NSA PRISM Program May Benefit The Clinically Paranoid As They Find Out Others Are Being Watched Too
Reading about nation-wide surveillance strategies like the NSA’s now well-known PRISM program might conjure images straight out of spy novels: dark silhouettes stalking unwitting civilians, men in fedoras cowering behind newspapers, and bespectacled analysts eavesdropping on desultory phone conversations. Even though the surveillance project is purportedly little more than an algorithmic data-gathering tool sensitive to certain keywords, its vaguely Orwellian vibe is difficult to scrub.
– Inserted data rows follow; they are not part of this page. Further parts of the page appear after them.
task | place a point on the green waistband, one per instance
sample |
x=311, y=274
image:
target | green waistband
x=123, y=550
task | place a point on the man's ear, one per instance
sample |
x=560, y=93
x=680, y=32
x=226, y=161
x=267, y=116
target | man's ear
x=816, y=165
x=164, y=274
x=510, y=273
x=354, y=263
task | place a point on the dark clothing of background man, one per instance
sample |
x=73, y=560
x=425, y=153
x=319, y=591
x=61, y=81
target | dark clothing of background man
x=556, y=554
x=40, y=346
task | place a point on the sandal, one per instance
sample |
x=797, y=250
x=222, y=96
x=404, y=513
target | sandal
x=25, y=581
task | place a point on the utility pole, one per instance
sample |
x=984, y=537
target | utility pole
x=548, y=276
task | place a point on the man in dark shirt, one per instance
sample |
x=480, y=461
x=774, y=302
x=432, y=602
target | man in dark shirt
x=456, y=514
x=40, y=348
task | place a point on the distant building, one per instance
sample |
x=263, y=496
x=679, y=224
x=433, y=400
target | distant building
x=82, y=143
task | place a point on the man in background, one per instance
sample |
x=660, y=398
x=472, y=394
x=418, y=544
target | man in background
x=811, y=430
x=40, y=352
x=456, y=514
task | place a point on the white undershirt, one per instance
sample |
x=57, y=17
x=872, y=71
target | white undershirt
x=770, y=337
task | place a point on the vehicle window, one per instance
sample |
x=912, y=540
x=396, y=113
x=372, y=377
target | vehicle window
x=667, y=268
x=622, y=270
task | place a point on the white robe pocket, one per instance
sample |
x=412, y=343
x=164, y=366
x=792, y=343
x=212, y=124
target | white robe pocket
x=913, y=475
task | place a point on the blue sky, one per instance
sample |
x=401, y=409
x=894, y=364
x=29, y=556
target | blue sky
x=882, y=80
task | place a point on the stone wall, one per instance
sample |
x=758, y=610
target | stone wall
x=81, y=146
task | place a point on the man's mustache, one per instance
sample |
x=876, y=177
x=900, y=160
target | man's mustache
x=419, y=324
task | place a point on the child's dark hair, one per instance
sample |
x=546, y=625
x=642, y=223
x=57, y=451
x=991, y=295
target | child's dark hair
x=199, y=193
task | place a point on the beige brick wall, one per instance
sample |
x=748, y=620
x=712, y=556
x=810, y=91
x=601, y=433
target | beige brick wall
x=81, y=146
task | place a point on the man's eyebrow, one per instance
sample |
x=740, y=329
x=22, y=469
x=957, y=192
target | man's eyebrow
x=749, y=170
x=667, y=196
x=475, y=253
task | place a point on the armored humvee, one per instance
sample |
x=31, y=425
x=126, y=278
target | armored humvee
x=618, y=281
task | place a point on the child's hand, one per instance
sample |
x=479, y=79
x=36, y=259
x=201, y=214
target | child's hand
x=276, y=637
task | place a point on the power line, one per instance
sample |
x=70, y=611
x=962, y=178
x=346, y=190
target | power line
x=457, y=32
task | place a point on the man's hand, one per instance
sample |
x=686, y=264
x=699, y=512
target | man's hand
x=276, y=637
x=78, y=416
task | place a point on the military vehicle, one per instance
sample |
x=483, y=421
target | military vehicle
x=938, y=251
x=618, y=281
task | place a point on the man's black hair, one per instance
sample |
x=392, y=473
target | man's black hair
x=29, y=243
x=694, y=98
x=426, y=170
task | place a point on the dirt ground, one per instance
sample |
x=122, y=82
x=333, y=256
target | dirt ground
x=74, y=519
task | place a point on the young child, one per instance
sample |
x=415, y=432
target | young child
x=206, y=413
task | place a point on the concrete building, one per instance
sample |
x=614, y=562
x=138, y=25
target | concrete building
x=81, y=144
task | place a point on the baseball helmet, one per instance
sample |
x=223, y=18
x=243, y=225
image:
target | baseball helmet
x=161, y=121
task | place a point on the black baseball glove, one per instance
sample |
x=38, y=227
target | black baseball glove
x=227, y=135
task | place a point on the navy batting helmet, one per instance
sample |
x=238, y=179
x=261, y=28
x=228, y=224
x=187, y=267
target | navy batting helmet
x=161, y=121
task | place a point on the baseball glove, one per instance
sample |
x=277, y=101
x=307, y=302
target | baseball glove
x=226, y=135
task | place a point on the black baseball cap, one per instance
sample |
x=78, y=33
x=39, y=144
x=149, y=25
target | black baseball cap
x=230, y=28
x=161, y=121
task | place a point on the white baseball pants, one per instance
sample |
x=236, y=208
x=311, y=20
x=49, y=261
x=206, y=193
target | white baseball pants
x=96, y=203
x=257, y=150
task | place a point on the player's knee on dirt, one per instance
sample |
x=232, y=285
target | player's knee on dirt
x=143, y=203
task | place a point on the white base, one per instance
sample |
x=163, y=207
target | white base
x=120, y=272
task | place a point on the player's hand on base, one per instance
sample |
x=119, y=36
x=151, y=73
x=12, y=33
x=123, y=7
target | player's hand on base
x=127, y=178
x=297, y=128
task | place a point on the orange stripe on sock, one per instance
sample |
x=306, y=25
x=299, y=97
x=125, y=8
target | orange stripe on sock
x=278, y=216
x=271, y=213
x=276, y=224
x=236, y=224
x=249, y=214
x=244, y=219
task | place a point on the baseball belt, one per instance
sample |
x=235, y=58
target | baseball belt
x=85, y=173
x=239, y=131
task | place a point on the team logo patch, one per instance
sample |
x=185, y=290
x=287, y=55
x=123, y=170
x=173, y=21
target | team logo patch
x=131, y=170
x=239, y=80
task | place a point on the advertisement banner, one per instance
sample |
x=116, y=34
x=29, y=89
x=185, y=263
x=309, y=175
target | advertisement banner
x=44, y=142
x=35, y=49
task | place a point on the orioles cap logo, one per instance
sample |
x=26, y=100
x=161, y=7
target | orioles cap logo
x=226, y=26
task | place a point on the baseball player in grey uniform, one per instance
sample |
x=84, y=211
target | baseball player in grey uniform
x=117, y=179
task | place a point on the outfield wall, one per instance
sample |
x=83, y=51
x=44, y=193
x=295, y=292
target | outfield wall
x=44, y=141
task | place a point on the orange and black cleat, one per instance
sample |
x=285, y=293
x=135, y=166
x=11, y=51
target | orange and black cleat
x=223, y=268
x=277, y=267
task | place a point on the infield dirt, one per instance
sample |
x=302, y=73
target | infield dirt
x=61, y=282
Clandestine government operations like the one Edward Snowden recently exposed are bound to leave many rational people a little paranoid. But what about those who actually suffer from clinical paranoia?
Scientific American reports that while publicized spying programs may certainly exacerbate the diagnosis of many, it could also have an unusual therapeutic effect for some.
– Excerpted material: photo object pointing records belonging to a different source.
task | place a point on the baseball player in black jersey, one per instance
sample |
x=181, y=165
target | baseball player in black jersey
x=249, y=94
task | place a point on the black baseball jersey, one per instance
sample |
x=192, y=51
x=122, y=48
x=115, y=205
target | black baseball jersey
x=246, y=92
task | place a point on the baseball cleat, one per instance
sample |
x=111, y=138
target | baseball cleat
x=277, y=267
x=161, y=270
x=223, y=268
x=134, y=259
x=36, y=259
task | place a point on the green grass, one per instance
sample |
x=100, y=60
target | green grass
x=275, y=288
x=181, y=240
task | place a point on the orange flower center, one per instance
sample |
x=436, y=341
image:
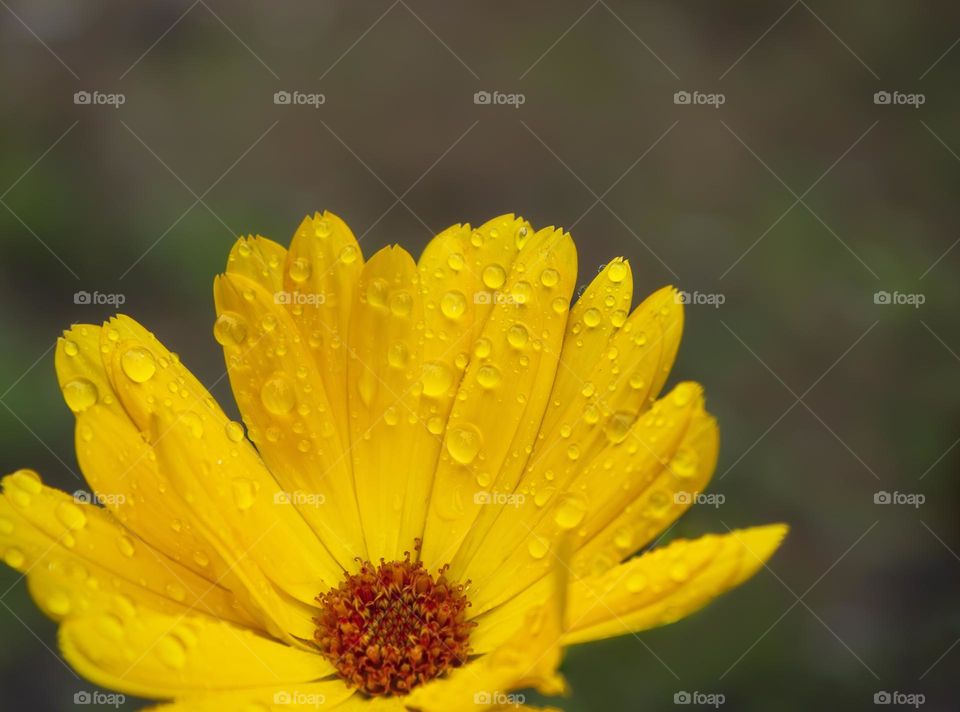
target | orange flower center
x=390, y=628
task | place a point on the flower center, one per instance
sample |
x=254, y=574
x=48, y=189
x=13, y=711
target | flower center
x=392, y=627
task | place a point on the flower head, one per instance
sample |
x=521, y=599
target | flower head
x=444, y=472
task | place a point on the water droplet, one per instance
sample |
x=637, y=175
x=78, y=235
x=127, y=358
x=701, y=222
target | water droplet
x=463, y=443
x=549, y=277
x=453, y=304
x=518, y=336
x=455, y=261
x=618, y=426
x=617, y=271
x=79, y=394
x=230, y=329
x=401, y=303
x=138, y=364
x=591, y=317
x=278, y=394
x=571, y=509
x=488, y=376
x=234, y=431
x=437, y=379
x=322, y=228
x=71, y=516
x=348, y=255
x=494, y=276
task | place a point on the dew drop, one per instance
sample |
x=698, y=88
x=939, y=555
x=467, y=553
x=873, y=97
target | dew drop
x=79, y=394
x=138, y=364
x=494, y=276
x=300, y=270
x=463, y=443
x=453, y=304
x=278, y=394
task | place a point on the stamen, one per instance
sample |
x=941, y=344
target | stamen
x=390, y=628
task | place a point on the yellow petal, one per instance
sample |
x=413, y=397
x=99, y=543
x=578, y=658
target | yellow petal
x=598, y=313
x=518, y=550
x=530, y=657
x=159, y=655
x=78, y=558
x=500, y=403
x=666, y=584
x=259, y=260
x=661, y=502
x=386, y=380
x=320, y=283
x=116, y=460
x=283, y=400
“Persecutory delusion” occurs in about 50 percent of people suffering from schizophrenia, and is characterized by an imagined antagonism erroneously perceived in government, institutions, and the public at large. Although the terms “schizophrenia” and “paranoia” are frequently thrown around in nonclinical, colloquial contexts, their clinical DSM-IV definitions are extremely serious, with diagnosed subjects suffering from severe anxiety and stress brought on by an impaired faculty of threat assessment.
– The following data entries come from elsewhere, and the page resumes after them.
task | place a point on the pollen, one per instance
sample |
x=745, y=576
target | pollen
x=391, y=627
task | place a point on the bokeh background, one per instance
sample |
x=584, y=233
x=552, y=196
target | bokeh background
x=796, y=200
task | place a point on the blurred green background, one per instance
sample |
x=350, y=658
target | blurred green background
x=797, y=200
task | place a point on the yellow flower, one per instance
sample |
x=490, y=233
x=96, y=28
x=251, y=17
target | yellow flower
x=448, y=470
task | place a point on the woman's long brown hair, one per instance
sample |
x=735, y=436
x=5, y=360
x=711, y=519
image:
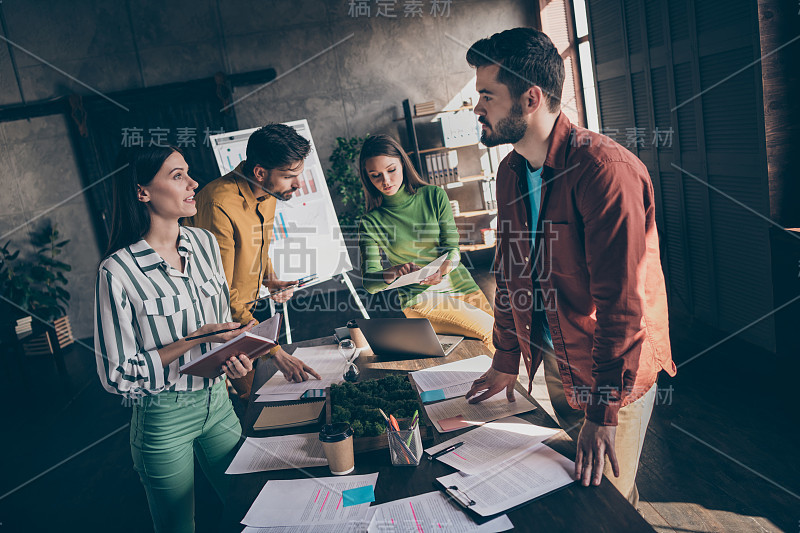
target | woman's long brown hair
x=378, y=145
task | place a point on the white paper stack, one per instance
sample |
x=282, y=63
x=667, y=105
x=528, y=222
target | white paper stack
x=326, y=360
x=278, y=453
x=487, y=446
x=451, y=379
x=310, y=503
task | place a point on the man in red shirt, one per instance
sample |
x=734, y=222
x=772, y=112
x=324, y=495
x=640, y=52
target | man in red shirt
x=579, y=279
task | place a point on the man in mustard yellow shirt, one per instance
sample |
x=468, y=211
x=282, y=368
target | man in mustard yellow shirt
x=239, y=209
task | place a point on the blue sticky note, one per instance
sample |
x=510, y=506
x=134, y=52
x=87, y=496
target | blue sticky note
x=432, y=396
x=358, y=496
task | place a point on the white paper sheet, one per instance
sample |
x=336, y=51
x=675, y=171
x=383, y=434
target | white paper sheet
x=419, y=275
x=278, y=453
x=497, y=406
x=491, y=444
x=430, y=512
x=350, y=527
x=326, y=360
x=262, y=398
x=450, y=374
x=513, y=483
x=309, y=501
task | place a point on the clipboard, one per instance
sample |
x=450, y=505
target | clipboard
x=463, y=500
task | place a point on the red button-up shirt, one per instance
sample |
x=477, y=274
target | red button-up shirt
x=597, y=267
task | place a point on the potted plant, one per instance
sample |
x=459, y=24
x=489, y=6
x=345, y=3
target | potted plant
x=38, y=287
x=343, y=177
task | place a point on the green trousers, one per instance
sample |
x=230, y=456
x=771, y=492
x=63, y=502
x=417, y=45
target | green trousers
x=167, y=431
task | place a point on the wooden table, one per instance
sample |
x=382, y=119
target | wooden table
x=573, y=508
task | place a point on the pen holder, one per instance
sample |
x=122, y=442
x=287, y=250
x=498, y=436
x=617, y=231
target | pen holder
x=405, y=447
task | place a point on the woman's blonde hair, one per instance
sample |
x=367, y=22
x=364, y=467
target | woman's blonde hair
x=378, y=145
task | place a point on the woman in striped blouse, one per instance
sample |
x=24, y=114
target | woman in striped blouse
x=159, y=283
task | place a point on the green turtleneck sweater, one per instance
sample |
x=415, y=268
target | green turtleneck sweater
x=414, y=228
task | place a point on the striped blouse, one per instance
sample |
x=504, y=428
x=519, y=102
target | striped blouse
x=142, y=304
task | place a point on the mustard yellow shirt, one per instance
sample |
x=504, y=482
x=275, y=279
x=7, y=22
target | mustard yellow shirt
x=242, y=225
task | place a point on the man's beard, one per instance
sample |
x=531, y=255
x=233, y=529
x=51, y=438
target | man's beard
x=508, y=130
x=283, y=197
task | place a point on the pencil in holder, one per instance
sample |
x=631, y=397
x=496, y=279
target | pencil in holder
x=405, y=447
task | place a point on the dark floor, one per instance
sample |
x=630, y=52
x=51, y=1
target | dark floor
x=66, y=462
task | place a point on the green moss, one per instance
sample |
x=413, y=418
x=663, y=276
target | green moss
x=358, y=403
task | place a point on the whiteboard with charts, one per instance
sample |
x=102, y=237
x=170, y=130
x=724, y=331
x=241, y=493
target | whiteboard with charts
x=306, y=235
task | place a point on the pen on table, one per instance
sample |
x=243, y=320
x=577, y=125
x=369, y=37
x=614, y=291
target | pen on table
x=412, y=427
x=445, y=451
x=195, y=337
x=386, y=418
x=394, y=423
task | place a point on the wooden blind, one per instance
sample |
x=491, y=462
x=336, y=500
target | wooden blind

"The more a belief is implausible, unfounded, strongly held, not shared by others, distressing, and preoccupying then the more likely it is to be considered a delusion," psychologist Daniel Freeman writes in the journal Clinical Psychology Review.
But even though recent headlines may confirm or mirror the delusions of many, their actual impact is largely contingent on the patient’s own persecutory narrative — their subjective construct compounding memories, emotions and phobia, which naturally differs greatly among diagnosed individuals.
"If you think the American government is spying on you, that's one thing," says Dr. David Kimhy, director of the Experimental Pathology Lab at New York State Psychiatric Institute. "If you think it's Russian intelligence, that wouldn't have the same impact."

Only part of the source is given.